Да разве ж в двух словах и по телефону, да ещё на ветру и на нервах расскажешь такое!
– Сын! Твой отец забрал из детсада чужого мальчика и привёз его к нам!
– Зачем?
Логичный и в то же время совершенно глупый вопрос. В этот момент Катерина начала злиться не только на мужа, но и на взрослого, бестолкового сына, и на всех мужчин с их логичными вопросами и необъяснимыми поступками.
– Случайно, – правдиво и коротко ответила она, испепеляя взглядом мужа, виновато молчавшего рядом.
– Как это?
И тут Катя сорвалась и закричала:
– Андрей!!! Я тебя умоляю, поезжай скорее за сыном!!! Все пока живы и здоровы, но наш Коленька сейчас сидит где-то в чужом доме у чужих людей, а время уже к ночи! До Ольги не дозвониться, может, оно и к лучшему! Вся надежда на тебя, забери Колю! Я потом всё расскажу…
Сын пообещал забрать, разрулить и позвонить как только, так сразу. Но куда же он будет звонить, когда связь в деревеньке на редких островках и та прерывистая. Значит, через час опять придётся подниматься на взгорок. Хуже нет ждать и догонять. И Катерина поплелась домой, зло поглядывая на мужа и осторожно – на полицейского, право слово, словно под конвоем.
А дома их ждали вопросы, бумажки, расписки.
– Надо бы Вас забрать в отделение. Но уж простим – полицейский ехидно хмыкнул, – на первый раз.
Все взрослые, даже потерпевшие, согласно и устало выдохнули, поднялись, засобирались.
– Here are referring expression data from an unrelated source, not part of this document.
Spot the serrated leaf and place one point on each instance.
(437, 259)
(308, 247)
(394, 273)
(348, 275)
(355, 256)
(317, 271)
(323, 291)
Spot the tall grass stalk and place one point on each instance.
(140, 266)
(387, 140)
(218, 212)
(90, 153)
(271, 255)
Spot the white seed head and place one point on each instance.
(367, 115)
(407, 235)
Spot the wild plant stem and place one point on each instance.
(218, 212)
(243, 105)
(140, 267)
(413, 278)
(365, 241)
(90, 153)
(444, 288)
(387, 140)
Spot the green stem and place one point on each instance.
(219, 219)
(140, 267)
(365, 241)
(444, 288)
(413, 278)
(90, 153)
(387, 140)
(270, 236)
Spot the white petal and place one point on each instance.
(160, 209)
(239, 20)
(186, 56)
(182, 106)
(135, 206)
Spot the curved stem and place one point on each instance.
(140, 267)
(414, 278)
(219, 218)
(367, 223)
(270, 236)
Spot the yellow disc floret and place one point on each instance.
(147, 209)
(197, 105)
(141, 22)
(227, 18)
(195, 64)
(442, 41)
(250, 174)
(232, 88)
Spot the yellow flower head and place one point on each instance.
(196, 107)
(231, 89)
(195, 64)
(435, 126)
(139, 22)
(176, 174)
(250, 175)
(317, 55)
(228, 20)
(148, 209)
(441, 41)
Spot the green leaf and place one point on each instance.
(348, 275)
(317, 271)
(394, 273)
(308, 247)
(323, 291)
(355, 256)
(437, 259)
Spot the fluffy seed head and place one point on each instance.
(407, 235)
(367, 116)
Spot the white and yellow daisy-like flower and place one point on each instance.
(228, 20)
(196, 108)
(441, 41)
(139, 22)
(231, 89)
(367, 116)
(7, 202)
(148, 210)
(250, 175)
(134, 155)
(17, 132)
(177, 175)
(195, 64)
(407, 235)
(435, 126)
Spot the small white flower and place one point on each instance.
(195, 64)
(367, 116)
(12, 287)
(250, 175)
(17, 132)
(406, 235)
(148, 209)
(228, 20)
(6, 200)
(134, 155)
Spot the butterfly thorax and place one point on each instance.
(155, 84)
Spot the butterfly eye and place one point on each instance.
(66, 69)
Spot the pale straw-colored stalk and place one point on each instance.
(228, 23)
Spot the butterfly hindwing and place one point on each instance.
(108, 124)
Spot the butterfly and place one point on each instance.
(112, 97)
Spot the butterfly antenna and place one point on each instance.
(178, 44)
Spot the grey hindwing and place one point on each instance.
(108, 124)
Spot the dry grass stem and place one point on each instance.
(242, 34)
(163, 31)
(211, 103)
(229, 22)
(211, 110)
Только Кольке очень хотелось попасть в отделение, он вообще не понимал, как от такого можно добровольно отказаться. Мальчишка во все глаза смотрел и во все уши слушал, как дедушку, который сегодня позвал его кататься на джипе, допрашивали, будто в настоящем кино. Дома из конструктора у Кольки был собран большой полицейский участок с дверями-решётками, вертолётной площадкой на крыше, с полицейскими в форме – серыми пластмассовыми человечками – и даже с преступниками – полосатыми пластмассовыми человечками. А сегодня он сидел рядом с настоящими полицейскими, реально: строгие дяденьки с дубинками, у одного есть специальная чёрная сумка для пистолета, на кнопочку застёгивается. С таким стоило подружиться. Но ведь сейчас все уедут: полицейские – в своё заманчивое отделение, а Коля с мамой, папой и Лидочкой – к себе домой, и они могут никогда-никогда больше не встретиться… Расставаться навсегда с такими крутыми людьми Коле не хотелось. Когда что-то важное и мечтаемое не случалось, папа всегда успокаивал его: «В другой раз». Коле оставалось надеяться, что другой раз наступит и новая встреча с полицией случится совсем скоро.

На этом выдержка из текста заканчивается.